Header image is D700 noise tests by Carl Jones used under license CC BY-NC
Something came up the other day that distracted me from an upcoming piece (stay tuned: it’s better, I promise!), and sent me on this little investigation. For anyone hoping that this post has some connection with the Rihanna song, let me just send you to the Youtube link now and we can avoid some impending disappointment.
Comparing NHL goalies, evermore
There’s a little corner of the sports stats world reserved for those who are nutty enough to try to improve goalie stats. The standard ways of looking at goalies, such as how many goals they give up per game or what percentage of shots they save, are very limited and will give a poor impression of goalie quality. The data is limited and has high variance, but bit by bit we are making it better.
I quite like the WAR on Ice method of adjusting for shot location on the ice. One current point of contention is how to incorporate shorthanded scenarios into our analysis. While most of a hockey game is played at full strength (5-on-5), the second largest situation for shots faced is 5-on-4, when the other team has a man advantage.
Recently Nick Mercadante, author of one of the articles linked above (and who explained the method excellently and colourfully at the 2015 RIT Hockey Analytics Conference - slides here), described his stance as to why he looks exclusively at 5-on-5 stats.
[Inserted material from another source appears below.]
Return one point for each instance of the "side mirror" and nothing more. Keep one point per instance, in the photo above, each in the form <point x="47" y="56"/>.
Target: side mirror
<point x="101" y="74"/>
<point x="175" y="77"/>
Why don't I do PK Mercad? No correlation between 5v5 and PK performance. Tells me PK is more team and/or opp driven. pic.twitter.com/QLoqqHQEHJ
— Nick Mercadante (@NMercad) May 4, 2016
What he’s showing there is that how well goalies perform 5-on-5 is not highly correlated with how well they perform shorthanded. He’s right on this (not that I’d doubt it, but I was able to replicate the general result).
Yet, that doesn’t end the debate. If anything, it’s a starting point.
Anyone interested in following along in code can find it in this repository.
What this could mean
The hypothesis that a goalie’s stats shorthanded are more strongly determined by how their team plays (or the other teams play) when a man down, rather than intrinsic goaltender ability, is entirely reasonable. This implies that there are team effects beyond just where the shooter can shoot from, since we can already adjust for that. The quality of shots within any location could depend more on team penalty defence. However, I feel there is room for alternative hypotheses.
- This implicitly assumes that the team effect is ruining our shorthanded stats and not the 5-on-5 stats, when it could possibly be the other way around.
- What if these are just different talents? Although we could expect that a better goalie will perform better across most categories, this isn’t necessary true. We could have low correlation because the skills have low correlation, when we’re only looking at the world’s best goalies.
Could goalie talent differ across scenarios and locations?
Yes, it could. This reminds me of some models in economics where we see compensation in secondary factors counteracting variation in primary factors.
Here’s a possible model of how that could work in hockey:
- The goalies in the NHL are the best of the best. They have been filtered down at every level. We’re looking at the elite tail of the distribution.
- If a goalie was distinctly worse across all scenarios, then he would exit the league and be replaced. He wouldn’t be in the skill tail that we’re looking at. Nobody can be truly bad for a long time.
- The goalies who have the worst 5-on-5 stats could have above average shorthanded stats, partially compensating.
- In practice this would be tempered by the time it takes to discover how bad a goalie is. But nobody should be a bad starter forever.
I don’t entirely believe that this is how it works. There aren’t infinite potential goalies to choose from, so we can still have drastic differences in quality before getting to replacement level. But I acknowledge that this is possible.
Let’s look at some pretty pictures. In all of these ρ, the Greek letter rho, is the Pearson correlation coefficient.
Here I’m looking at approximately the same sample (the last three seasons), and breaking down the comparison into shot locations. We can see that while the low quality and medium quality correlations are not statistically significant, the high quality correlation is. Take that as you will.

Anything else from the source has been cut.